9. Based on the above said broad legal spectrum, when the award passed by the Arbitrator is considered, it is clear that the Arbitrator, after elaborate discussion of factual position has come to the conclusion that an undertaking has been obtained from the first respondent on 11.09.1996 and found that the same cannot be said to be an undertaking given by the first respondent of its free will. In this regard the Arbitrator has factually come to the conclusion that the staff of the petitioner Corporation were aware of the prevalence of two categories of gunnies, viz., 2 lbs and 2.25 lbs weight of gunnies and of other specifications and in spite of the same, such specifications were not incorporated in the tender conditions and in the agreement, but the petitioner insisted the same by way of undertaking in the midst of transaction. In fact, the Arbitrator has further found that even assuming that the undertaking was voluntarily given, after such undertaking, there was no time for the first respondent to complete the supply of rice, since the first respondent had to adhere to the time frame. The Arbitrator also found that at the time of supply, the Senior Manager (Quality Control) of the petitioner Corporation was camping at Vijayawada, who had admitted that 2.25 lbs gunnies were not available in Andhra Pradesh and the same were available only in Calcutta. This is clearly a factual finding given by the Arbitrator, which cannot be reappreciated by this Court while deciding about the validity or otherwise of the award.

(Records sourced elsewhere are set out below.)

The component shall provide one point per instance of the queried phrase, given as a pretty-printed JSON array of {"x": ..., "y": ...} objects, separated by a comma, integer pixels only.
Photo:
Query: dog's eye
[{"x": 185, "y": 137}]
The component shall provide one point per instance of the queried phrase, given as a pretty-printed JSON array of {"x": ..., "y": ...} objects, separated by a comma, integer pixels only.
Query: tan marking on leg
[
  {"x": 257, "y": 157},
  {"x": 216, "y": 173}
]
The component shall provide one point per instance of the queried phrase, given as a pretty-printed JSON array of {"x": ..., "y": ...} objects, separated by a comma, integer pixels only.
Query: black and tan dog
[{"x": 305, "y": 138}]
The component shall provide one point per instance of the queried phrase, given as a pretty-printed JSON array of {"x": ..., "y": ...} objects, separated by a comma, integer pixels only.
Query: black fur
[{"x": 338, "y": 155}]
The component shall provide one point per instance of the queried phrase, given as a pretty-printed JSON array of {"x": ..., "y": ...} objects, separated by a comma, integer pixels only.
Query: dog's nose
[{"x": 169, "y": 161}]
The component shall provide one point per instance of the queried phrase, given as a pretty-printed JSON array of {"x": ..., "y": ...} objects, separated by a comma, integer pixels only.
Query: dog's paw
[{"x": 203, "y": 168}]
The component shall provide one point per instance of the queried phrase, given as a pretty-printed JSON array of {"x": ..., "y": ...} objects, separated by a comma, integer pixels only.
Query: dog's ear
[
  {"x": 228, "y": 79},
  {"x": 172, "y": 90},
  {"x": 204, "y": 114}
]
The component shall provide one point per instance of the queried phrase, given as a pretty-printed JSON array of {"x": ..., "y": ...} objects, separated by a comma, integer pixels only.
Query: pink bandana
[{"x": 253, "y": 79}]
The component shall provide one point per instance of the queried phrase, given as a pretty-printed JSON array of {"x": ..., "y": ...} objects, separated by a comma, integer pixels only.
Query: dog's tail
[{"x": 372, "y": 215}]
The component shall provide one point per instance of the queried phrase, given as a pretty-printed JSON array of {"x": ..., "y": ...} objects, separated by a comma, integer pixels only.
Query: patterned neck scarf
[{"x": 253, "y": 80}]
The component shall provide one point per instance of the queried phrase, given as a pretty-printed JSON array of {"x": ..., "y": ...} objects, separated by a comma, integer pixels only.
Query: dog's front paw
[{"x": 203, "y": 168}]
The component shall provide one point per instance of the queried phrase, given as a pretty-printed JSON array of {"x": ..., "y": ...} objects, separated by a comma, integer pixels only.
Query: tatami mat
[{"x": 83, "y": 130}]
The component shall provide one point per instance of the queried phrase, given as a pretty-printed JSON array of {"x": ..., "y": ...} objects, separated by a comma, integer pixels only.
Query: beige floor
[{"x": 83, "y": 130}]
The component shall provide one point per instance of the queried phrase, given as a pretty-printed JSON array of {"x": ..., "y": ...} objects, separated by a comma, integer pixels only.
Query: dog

10. In respect of the quality of gunnies, the Arbitrator in categoric terms, based on the tender conditions and agreement clause, has decided that neither the tender conditions nor agreement clauses give full specifications of gunnies such as their weight, whether 2 lbs. or 2.25 lbs., and the quality of gunnies was raised for the first time on 02.09.1996 only, when the Senior Manager (Quality Control) of the petitioner Corporation who was camping at Vijayawada sought for a clarification from the Head Office through fax message. While the tender conditions were given in June, 1996 and agreement was entered into on 20.07.1996, the undertaking is stated to have been given by the first respondent on 11.09.1996. It is also relevant to point out that the Arbitrator has factually found that on the request made by the Senior Manager (Quality Control), the Chairman-cum-Managing Director of the petitioner Corporation gave a clarification permitting him to accept the rice packed in B-Twill N.B. or O.U.N.B. of 2 lbs. and 100 kg capacity gunnies with 800 to 900 grams weight with a gunny cut of Rs. 2,66 per piece and B-Twill N,B. or O.U.N.B,. of 2 lbs. and 7 5 kg capacity gunnies with 650 to 750 grams weight with a gunny cut of Rs. 2.10 per piece. It was only after the clarification given by the Chairman-cum-Managing Director in the above said manner, the first respondent has given an undertaking on 10.09.1996 and therefore, on the factual circumstances stated above, I am of the considered view that the Arbitrator has correctly come to the conclusion that the undertaking, which never formed part of either the terms and conditions of the tender or the agreement entered in July, 1996, can be presumed to have been obtained out of compulsion.
11. In view of the above said facts and inasmuch as the Arbitrator has decided the issue based on the factual circumstances and evidence, I do not see any reason to interfere with the award passed by the Arbitrator. According, the original petition is dismissed. No costs.